Digital Story Title:

“Northern Virginia: A History of Changes by Those Who Call It Home”

Brief description:

Northern Virginia has grown and changed tremendously in the past 50 years.  The region morphed from being just a rural suburb of Washington DC into a dense and economically independent region in a relatively short amount of time.  This project explores the changes that have occurred, including population growth, transportation, and economic changes, through the words of long-time residents.  These residents have witnessed first-hand the dramatic changes that have taken place, and through their words this project demonstrates the recent history of change that defines today’s Northern Virginia.

Main goal(s):

Having just moved to the Northern Virginia area in September, I was instantly struck by the density of the region.  Looking into this defining factor of the area, I found that this population growth had really only occurred in the past 50 years or so.  Once just a suburb of Washington DC area, Northern Virginia now holds its own in terms of population, economics, and character.  I wanted to explore the reasons behind the change by finding long-term residents that could give me first-hand accounts of the changes that they experienced.

As an “outsider” to the region, I wanted to avoid telling this story through my own perceptions of the region.  Therefore, my project is narrated entirely by long-time residents, whose experiences with the region are far more compelling than my own.  I want this story to resonate with the people that have lived through the changes, but also with shorter-term residents who found Northern Virginia to be a desirable place to live.

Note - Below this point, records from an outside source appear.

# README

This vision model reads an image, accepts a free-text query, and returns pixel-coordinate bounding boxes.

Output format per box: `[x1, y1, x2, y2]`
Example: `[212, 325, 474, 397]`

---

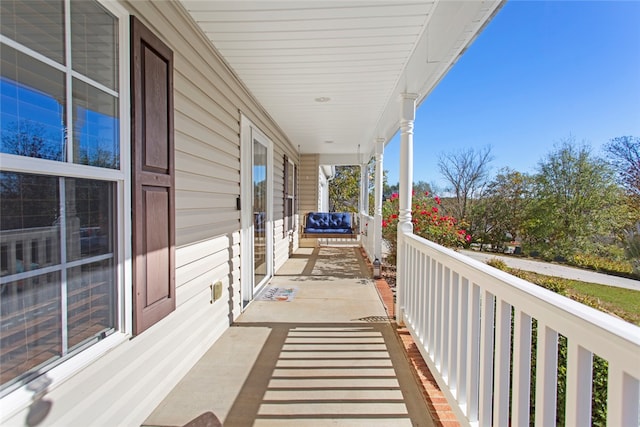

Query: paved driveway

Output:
[460, 250, 640, 291]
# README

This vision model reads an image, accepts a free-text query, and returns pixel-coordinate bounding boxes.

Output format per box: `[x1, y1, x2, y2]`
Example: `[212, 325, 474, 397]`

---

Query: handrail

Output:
[398, 234, 640, 426]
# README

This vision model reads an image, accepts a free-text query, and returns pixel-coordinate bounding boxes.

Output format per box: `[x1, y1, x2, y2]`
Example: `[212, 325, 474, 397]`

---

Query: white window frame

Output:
[0, 0, 133, 417]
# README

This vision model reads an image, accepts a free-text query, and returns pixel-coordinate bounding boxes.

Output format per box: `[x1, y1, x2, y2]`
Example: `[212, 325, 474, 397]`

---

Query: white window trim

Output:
[0, 0, 133, 419]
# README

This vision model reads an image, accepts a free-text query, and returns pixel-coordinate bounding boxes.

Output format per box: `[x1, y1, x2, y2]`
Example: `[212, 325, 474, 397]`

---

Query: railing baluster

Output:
[416, 252, 428, 345]
[441, 267, 452, 385]
[512, 310, 531, 426]
[479, 291, 495, 426]
[398, 235, 640, 427]
[535, 320, 558, 427]
[447, 272, 460, 395]
[493, 300, 511, 426]
[566, 340, 593, 427]
[456, 277, 470, 407]
[467, 283, 481, 422]
[607, 363, 640, 427]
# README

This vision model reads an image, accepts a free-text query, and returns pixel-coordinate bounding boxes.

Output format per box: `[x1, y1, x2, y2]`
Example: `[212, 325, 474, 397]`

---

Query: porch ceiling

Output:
[182, 0, 503, 163]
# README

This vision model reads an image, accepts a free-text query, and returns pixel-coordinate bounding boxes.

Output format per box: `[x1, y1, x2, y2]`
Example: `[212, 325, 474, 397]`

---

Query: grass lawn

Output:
[567, 280, 640, 326]
[500, 264, 640, 326]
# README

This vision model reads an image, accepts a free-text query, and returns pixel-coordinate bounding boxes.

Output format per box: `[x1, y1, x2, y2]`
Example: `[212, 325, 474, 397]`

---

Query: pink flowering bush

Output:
[382, 192, 471, 263]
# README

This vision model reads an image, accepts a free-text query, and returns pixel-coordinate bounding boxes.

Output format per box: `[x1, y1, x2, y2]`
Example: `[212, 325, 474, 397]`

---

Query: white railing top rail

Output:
[405, 234, 640, 372]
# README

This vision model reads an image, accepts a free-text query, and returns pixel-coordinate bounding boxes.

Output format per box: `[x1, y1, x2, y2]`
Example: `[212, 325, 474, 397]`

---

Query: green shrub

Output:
[382, 192, 471, 263]
[487, 258, 508, 271]
[569, 254, 633, 275]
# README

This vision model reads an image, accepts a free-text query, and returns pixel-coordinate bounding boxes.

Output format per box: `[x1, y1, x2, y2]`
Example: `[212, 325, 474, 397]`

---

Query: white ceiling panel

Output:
[182, 0, 502, 160]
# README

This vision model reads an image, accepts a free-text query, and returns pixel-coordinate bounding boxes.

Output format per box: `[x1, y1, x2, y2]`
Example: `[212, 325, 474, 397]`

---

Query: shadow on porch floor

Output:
[144, 247, 433, 427]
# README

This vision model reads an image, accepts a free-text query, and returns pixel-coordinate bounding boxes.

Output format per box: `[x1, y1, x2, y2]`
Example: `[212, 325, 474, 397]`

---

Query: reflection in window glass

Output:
[253, 139, 267, 286]
[67, 258, 116, 349]
[73, 79, 120, 169]
[0, 172, 117, 389]
[65, 178, 114, 260]
[0, 45, 65, 160]
[71, 0, 118, 90]
[0, 0, 64, 64]
[0, 271, 62, 388]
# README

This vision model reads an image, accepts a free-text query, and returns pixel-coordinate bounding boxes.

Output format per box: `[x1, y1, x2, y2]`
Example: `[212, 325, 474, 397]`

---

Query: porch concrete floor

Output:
[144, 247, 434, 427]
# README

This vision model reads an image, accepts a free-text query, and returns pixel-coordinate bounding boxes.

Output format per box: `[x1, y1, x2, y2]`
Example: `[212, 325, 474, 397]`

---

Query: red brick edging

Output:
[375, 279, 460, 427]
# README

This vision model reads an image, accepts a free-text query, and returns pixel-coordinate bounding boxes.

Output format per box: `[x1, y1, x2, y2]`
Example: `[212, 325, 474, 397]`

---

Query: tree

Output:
[0, 120, 64, 160]
[329, 165, 360, 212]
[604, 136, 640, 197]
[472, 168, 531, 250]
[438, 147, 493, 220]
[523, 137, 621, 258]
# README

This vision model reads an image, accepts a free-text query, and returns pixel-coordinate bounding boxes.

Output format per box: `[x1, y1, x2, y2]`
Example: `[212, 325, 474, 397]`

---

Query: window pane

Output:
[0, 45, 65, 160]
[0, 172, 117, 389]
[0, 271, 62, 389]
[0, 172, 60, 264]
[73, 79, 120, 169]
[71, 0, 118, 91]
[67, 258, 116, 349]
[0, 172, 62, 388]
[0, 0, 64, 64]
[65, 178, 115, 261]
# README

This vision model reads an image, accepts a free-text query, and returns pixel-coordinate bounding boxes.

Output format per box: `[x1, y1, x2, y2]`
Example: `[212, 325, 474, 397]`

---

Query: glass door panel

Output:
[252, 139, 268, 287]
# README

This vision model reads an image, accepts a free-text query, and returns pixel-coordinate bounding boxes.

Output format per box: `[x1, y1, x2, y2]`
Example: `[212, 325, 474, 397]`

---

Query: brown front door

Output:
[131, 17, 176, 334]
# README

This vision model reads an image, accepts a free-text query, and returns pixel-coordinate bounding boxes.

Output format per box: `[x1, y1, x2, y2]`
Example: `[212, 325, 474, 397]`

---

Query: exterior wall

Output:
[299, 154, 320, 215]
[0, 1, 299, 426]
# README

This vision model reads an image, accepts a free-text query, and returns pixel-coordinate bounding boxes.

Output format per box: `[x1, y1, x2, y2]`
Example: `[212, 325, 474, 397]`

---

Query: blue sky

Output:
[384, 0, 640, 189]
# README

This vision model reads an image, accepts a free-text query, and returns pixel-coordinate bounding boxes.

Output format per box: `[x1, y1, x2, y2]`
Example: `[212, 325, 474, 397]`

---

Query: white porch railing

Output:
[398, 231, 640, 427]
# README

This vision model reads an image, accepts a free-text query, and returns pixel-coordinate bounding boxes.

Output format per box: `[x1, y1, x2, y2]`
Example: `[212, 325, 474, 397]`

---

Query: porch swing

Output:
[301, 212, 358, 239]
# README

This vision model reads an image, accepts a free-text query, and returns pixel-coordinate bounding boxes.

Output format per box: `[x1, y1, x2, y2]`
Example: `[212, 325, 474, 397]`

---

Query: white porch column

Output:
[396, 93, 418, 324]
[360, 163, 369, 215]
[373, 138, 384, 260]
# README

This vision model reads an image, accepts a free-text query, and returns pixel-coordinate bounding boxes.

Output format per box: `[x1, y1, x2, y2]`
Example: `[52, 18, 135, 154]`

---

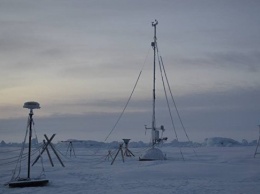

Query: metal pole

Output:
[27, 109, 33, 179]
[152, 20, 158, 146]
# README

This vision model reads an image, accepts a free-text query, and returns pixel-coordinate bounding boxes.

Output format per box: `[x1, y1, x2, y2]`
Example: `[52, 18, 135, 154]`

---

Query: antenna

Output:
[23, 101, 41, 179]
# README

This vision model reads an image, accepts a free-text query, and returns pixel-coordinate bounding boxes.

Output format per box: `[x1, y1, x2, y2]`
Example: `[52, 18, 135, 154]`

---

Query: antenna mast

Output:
[151, 20, 158, 146]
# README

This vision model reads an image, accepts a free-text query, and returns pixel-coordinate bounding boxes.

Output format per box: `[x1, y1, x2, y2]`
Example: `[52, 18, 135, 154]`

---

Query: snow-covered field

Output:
[0, 146, 260, 194]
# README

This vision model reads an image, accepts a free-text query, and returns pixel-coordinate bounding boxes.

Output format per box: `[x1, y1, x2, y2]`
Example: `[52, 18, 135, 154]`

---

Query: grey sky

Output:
[0, 0, 260, 141]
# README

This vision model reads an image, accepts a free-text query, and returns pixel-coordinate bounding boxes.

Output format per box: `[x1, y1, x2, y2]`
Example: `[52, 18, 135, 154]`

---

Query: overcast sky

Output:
[0, 0, 260, 142]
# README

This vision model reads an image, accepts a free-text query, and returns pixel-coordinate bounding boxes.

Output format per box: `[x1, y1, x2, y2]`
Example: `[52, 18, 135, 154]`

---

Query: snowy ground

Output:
[0, 146, 260, 194]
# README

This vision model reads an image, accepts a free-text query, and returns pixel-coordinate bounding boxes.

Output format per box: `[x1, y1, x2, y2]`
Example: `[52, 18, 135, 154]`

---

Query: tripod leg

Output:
[111, 148, 120, 165]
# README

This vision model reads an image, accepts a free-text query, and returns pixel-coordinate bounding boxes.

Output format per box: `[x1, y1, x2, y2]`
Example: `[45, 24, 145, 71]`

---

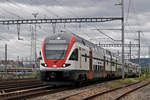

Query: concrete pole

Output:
[121, 0, 125, 79]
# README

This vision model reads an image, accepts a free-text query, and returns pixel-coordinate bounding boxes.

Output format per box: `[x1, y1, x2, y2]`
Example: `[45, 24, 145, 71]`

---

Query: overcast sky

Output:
[0, 0, 150, 59]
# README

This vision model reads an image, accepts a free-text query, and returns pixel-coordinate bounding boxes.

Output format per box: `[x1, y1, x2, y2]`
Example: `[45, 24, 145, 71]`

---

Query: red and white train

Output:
[40, 33, 139, 83]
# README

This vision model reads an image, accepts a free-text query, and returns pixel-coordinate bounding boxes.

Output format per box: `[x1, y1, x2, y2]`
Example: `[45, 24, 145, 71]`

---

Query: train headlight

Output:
[41, 63, 48, 67]
[62, 64, 71, 68]
[44, 64, 48, 67]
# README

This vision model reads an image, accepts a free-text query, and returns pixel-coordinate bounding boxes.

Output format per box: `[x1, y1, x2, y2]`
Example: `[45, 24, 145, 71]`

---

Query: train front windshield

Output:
[45, 44, 68, 60]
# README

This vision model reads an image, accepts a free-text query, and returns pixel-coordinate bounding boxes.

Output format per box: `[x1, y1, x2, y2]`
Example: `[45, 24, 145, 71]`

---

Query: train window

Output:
[69, 49, 78, 61]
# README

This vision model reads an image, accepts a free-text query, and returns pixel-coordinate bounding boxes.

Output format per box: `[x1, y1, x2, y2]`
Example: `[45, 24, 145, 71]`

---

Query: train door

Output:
[89, 48, 93, 79]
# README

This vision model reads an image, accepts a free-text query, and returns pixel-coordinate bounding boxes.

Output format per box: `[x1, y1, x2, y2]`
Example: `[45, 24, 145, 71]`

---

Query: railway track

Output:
[0, 86, 67, 100]
[59, 81, 150, 100]
[0, 79, 43, 91]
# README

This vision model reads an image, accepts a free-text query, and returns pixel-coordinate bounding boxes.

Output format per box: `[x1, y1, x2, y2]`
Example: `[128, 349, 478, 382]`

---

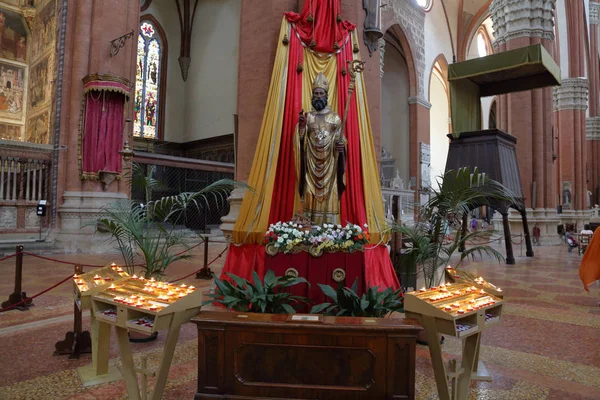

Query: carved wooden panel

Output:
[233, 343, 376, 391]
[192, 312, 421, 400]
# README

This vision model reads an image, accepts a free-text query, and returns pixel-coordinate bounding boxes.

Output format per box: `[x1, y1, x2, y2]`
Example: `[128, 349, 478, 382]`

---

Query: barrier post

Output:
[0, 245, 33, 311]
[53, 264, 92, 360]
[196, 236, 213, 279]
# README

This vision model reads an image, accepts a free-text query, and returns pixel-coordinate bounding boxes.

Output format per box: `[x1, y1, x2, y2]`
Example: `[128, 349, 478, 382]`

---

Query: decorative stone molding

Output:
[379, 39, 385, 79]
[585, 117, 600, 140]
[381, 0, 426, 97]
[490, 0, 556, 49]
[552, 78, 589, 111]
[408, 96, 431, 110]
[590, 1, 600, 25]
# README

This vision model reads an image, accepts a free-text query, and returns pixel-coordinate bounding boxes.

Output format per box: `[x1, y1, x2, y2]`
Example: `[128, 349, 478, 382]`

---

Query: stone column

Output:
[490, 0, 558, 244]
[586, 117, 600, 207]
[554, 78, 588, 223]
[57, 0, 140, 252]
[586, 1, 600, 207]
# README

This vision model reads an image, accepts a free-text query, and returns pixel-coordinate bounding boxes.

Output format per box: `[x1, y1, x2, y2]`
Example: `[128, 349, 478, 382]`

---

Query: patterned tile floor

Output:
[0, 243, 600, 400]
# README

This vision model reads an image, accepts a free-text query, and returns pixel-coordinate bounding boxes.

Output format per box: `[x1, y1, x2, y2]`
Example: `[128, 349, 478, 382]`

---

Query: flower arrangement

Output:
[264, 221, 370, 255]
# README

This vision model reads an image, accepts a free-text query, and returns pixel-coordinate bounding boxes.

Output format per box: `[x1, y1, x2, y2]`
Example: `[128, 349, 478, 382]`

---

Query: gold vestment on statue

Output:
[294, 107, 346, 225]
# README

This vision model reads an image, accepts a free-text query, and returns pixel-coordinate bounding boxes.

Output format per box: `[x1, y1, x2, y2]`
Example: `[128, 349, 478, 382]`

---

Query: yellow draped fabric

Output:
[233, 17, 291, 244]
[302, 48, 343, 113]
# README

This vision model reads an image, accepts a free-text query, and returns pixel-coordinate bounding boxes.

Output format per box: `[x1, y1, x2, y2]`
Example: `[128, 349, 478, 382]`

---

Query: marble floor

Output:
[0, 239, 600, 400]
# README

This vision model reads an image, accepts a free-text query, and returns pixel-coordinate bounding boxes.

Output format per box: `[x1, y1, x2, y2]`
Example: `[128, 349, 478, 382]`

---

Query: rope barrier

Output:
[171, 246, 229, 282]
[0, 253, 19, 262]
[19, 251, 104, 268]
[0, 274, 73, 313]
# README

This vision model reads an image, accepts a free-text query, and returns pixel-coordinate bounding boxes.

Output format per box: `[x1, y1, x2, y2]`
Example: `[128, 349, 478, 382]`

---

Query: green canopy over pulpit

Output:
[448, 44, 561, 137]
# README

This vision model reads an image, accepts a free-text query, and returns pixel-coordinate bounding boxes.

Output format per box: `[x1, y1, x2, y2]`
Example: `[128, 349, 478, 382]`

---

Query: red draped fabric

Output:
[285, 0, 356, 53]
[365, 245, 400, 290]
[269, 30, 308, 224]
[82, 91, 125, 174]
[337, 46, 367, 226]
[221, 244, 265, 280]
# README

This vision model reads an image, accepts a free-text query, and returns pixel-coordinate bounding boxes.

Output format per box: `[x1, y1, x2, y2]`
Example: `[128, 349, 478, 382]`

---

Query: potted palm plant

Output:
[392, 168, 519, 344]
[95, 164, 239, 342]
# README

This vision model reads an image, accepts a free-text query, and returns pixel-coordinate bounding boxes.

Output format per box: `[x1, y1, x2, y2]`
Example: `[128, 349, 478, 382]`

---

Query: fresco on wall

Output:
[29, 55, 51, 109]
[25, 110, 50, 144]
[0, 62, 25, 120]
[31, 0, 56, 60]
[0, 122, 22, 141]
[0, 7, 28, 62]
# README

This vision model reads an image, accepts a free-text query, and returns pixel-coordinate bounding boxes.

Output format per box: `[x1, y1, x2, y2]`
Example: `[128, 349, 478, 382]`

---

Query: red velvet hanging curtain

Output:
[269, 27, 308, 224]
[82, 91, 125, 176]
[337, 39, 367, 226]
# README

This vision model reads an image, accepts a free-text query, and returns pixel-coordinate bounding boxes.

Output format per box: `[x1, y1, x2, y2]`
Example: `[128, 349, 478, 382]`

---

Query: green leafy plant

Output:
[310, 278, 404, 318]
[95, 164, 241, 278]
[202, 270, 311, 314]
[392, 168, 521, 287]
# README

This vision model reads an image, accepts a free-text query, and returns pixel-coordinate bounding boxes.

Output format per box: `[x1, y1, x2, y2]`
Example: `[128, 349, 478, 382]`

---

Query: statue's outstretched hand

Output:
[298, 109, 306, 129]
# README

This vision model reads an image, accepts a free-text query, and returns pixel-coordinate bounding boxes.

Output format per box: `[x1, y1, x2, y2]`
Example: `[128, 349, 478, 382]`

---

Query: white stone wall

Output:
[381, 0, 429, 100]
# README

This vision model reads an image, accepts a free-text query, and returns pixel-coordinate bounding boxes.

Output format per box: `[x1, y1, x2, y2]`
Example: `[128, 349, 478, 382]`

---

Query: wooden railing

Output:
[0, 156, 50, 202]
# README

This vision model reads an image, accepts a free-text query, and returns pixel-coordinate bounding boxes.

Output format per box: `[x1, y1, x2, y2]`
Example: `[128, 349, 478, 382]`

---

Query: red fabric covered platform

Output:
[221, 244, 400, 293]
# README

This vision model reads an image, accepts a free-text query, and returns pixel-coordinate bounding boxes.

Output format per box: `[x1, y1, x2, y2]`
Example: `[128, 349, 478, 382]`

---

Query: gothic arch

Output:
[457, 0, 492, 61]
[136, 14, 169, 140]
[384, 24, 418, 97]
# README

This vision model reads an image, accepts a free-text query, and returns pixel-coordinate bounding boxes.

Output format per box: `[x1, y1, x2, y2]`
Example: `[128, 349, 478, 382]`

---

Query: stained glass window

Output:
[133, 21, 163, 139]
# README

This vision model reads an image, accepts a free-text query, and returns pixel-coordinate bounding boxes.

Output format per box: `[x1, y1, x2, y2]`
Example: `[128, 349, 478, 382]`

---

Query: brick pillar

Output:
[554, 2, 597, 229]
[57, 0, 140, 251]
[408, 97, 431, 204]
[490, 0, 557, 243]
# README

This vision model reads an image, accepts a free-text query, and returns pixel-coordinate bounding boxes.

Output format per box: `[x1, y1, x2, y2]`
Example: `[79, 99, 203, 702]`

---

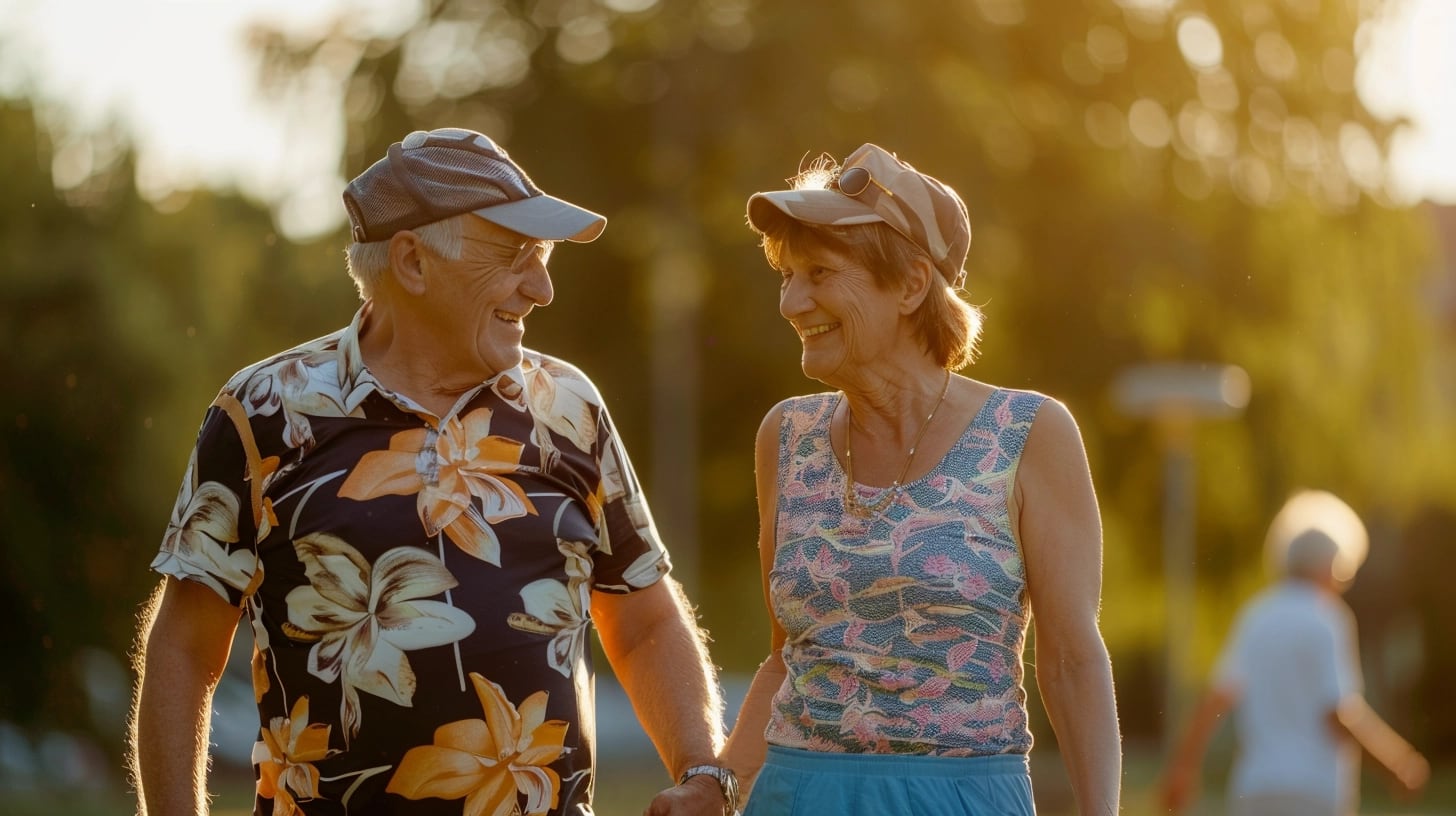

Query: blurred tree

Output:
[0, 103, 354, 748]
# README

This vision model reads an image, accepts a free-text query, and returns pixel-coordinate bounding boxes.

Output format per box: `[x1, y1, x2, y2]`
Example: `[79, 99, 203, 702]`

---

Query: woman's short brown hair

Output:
[760, 217, 983, 372]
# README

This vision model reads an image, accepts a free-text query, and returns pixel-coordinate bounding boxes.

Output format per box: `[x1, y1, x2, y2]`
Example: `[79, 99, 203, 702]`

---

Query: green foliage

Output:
[0, 0, 1456, 749]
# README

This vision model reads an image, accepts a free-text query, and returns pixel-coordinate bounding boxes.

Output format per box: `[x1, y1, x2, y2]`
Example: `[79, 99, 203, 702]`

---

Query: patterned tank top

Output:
[767, 389, 1045, 756]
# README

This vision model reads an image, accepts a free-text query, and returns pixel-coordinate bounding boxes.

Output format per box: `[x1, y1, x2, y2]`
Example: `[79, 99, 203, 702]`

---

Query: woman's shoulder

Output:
[759, 391, 840, 439]
[965, 377, 1060, 424]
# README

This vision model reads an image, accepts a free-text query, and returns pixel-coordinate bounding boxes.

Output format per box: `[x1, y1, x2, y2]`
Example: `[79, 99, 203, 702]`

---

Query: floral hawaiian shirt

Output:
[151, 305, 668, 816]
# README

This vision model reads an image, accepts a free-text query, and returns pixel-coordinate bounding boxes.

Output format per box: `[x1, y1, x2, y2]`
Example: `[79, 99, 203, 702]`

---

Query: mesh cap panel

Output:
[344, 128, 606, 242]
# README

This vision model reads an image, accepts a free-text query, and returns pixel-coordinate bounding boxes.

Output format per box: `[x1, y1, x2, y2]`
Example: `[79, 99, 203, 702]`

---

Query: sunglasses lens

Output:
[839, 168, 869, 197]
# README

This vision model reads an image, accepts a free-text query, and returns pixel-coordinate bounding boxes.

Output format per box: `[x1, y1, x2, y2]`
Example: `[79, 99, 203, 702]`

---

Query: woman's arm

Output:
[1015, 399, 1123, 816]
[724, 402, 788, 800]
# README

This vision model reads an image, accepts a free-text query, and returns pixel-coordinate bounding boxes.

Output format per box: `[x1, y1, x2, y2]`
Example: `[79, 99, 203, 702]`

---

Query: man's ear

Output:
[389, 230, 427, 297]
[900, 255, 941, 315]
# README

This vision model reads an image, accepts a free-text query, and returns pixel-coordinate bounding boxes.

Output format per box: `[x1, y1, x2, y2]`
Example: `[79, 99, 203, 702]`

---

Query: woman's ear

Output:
[900, 255, 941, 315]
[389, 230, 425, 297]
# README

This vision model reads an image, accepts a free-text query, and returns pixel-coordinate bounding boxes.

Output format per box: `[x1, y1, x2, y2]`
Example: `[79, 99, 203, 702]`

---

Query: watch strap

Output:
[677, 765, 738, 816]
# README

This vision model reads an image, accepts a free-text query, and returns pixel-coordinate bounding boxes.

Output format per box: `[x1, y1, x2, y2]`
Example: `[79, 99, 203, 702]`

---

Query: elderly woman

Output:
[727, 144, 1121, 816]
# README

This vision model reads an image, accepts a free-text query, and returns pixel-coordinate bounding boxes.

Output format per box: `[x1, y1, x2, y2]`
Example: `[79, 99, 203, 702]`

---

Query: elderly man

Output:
[1162, 490, 1430, 816]
[132, 128, 735, 816]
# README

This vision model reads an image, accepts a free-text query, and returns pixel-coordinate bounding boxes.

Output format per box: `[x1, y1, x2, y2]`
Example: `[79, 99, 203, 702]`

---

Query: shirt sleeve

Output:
[1324, 602, 1364, 704]
[151, 404, 258, 606]
[593, 405, 671, 593]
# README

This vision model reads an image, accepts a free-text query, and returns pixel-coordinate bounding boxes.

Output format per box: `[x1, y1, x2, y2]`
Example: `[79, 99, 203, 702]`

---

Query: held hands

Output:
[642, 775, 725, 816]
[1390, 749, 1431, 800]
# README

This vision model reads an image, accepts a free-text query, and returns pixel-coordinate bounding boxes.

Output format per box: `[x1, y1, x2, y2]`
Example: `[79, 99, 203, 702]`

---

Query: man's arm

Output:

In addition to presenting a historical change, I also want to be able to show how “normal” people can be invaluable resources in presenting public history by compiling a digital story that is almost entirely oral history based.  So often we look to the so-called experts as our authority on history, but I find that in the case of something like regional growth the actual residents living through the changes can actually tell us more.

Who is your intended audience?

People interested in local history; meant to present oral history for popular use of local history.